JavaScript/TypeScript Example
async function fetchWithRateLimit(url: string) {
  const response = await fetch(url);
  
  // Check rate limit headers
  const limit = response.headers.get('X-RateLimit-Limit');
  const remaining = response.headers.get('X-RateLimit-Remaining');
  const reset = response.headers.get('X-RateLimit-Reset');
  
  console.log(`Rate limit: ${remaining}/${limit}`);
  
  // Handle rate limit exceeded
  if (response.status === 429) {
    const retryAfter = response.headers.get('Retry-After');
    console.warn(`Rate limited! Retry after ${retryAfter}s`);
    
    // Wait and retry
    await new Promise(resolve => 
      setTimeout(resolve, Number(retryAfter) * 1000)
    );
    return fetchWithRateLimit(url); // Retry
  }
  
  return response.json();
}
React Hook Example
function useAPIWithRateLimit(endpoint: string) {
  const [data, setData] = useState(null);
  const [rateLimit, setRateLimit] = useState({
    limit: 0,
    remaining: 0,
    reset: 0
  });
  
  useEffect(() => {
    async function fetchData() {
      const res = await fetch(endpoint);
      
      // Track rate limit info
      setRateLimit({
        limit: Number(res.headers.get('X-RateLimit-Limit')),
        remaining: Number(res.headers.get('X-RateLimit-Remaining')),
        reset: Number(res.headers.get('X-RateLimit-Reset'))
      });
      
      if (res.status === 429) {
        const retryAfter = res.headers.get('Retry-After');
        // Show user message
        console.warn(`Please wait ${retryAfter}s`);
        return;
      }
      
      setData(await res.json());
    }
    
    fetchData();
  }, [endpoint]);
  
  return { data, rateLimit };
}

Testing Rate Limits

Quick Test Script

Use this script to quickly test your rate limits:

// Send 150 requests to test 100 request limit
async function testRateLimit() {
  const endpoint = 'http://localhost:3000/api/users';
  
  for (let i = 1; i <= 150; i++) {
    const response = await fetch(endpoint);
    const remaining = response.headers.get('X-RateLimit-Remaining');
    
    console.log(`Request #${i}: ${response.status} - ${remaining} remaining`);
    
    if (response.status === 429) {
      console.error('Rate limit hit at request #' + i);
      break;
    }
    
    // Small delay to see results clearly
    await new Promise(r => setTimeout(r, 50));
  }
}

testRateLimit();

Common Use Cases

Strict Limits (Authentication)

Prevent brute force attacks

Limit: 10 requests

Window: 1 minute

Standard API (Read Operations)

Normal usage protection

Limit: 100 requests

Window: 15 minutes

Heavy Operations (Search, Export)

Protect expensive operations

Limit: 20 requests

Window: 1 hour

Development/Testing

Generous limits for development

Limit: 1,000 requests

Window: 15 minutes

Best Practices

✓ Always Check Headers

Monitor X-RateLimit-Remaining to know when you're approaching the limit.
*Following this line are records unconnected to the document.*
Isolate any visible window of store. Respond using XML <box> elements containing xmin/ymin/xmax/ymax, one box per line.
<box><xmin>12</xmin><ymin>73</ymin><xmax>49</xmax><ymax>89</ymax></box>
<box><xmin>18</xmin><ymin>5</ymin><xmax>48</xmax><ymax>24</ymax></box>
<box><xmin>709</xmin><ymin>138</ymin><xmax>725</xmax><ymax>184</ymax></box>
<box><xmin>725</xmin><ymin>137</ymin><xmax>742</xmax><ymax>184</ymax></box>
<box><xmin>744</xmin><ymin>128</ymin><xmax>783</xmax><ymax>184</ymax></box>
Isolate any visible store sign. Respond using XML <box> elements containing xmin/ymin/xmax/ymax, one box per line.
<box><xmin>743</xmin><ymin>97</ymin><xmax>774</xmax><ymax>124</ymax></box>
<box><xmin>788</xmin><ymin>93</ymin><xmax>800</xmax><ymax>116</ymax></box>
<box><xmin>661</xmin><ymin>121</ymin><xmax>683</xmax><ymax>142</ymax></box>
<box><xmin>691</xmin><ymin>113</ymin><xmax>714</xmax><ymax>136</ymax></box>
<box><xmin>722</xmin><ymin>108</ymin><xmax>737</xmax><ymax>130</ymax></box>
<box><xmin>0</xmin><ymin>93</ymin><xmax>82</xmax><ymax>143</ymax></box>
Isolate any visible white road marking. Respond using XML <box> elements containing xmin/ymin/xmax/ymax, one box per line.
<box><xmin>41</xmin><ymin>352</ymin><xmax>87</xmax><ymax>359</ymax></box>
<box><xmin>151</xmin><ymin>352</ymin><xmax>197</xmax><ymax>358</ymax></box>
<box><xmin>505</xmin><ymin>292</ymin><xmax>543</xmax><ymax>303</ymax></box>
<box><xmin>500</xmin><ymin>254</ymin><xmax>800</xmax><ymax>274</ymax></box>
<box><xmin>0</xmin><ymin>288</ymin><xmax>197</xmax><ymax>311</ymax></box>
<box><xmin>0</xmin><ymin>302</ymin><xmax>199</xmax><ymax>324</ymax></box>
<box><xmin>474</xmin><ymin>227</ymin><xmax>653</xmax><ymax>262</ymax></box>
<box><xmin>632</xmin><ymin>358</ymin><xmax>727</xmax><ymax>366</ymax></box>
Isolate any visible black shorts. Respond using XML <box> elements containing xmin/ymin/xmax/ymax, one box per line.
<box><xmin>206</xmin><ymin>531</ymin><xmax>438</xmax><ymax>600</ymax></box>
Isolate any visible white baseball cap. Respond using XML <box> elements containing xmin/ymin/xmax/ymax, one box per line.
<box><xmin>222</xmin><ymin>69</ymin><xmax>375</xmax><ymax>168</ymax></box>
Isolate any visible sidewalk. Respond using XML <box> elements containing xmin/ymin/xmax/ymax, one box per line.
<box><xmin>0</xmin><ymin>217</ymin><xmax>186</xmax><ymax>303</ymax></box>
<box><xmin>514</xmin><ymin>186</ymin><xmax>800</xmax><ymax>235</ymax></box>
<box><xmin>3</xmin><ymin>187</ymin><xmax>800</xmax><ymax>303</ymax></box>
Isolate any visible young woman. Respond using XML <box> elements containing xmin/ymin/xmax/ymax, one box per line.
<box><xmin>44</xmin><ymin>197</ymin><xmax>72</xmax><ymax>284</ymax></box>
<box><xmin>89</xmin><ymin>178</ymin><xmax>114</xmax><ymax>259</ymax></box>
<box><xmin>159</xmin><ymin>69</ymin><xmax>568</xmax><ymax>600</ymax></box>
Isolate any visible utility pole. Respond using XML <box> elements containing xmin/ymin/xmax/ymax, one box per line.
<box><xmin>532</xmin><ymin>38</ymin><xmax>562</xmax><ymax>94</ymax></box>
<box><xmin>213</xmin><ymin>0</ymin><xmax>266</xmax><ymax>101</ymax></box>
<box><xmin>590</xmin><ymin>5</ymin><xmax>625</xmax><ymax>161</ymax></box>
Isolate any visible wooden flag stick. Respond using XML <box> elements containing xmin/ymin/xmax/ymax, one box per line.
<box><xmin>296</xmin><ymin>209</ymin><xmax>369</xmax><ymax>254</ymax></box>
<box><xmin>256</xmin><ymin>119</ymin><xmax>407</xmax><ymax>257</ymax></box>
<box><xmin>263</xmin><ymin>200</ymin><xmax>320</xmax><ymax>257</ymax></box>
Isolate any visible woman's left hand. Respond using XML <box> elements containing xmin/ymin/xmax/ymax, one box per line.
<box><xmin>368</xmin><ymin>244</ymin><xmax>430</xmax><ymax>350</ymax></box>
Display this to users in dev tools.

✓ Implement Retry Logic

Use the Retry-After header to automatically retry requests after waiting the specified time.

✓ Cache Responses

Store frequently accessed data locally to reduce API calls and stay within rate limits.

✓ Show User Feedback

Display clear messages when users hit rate limits: "You've made too many requests. Please wait 5 minutes."

✓ Test Edge Cases

Intentionally exceed rate limits during testing to ensure your error handling works correctly.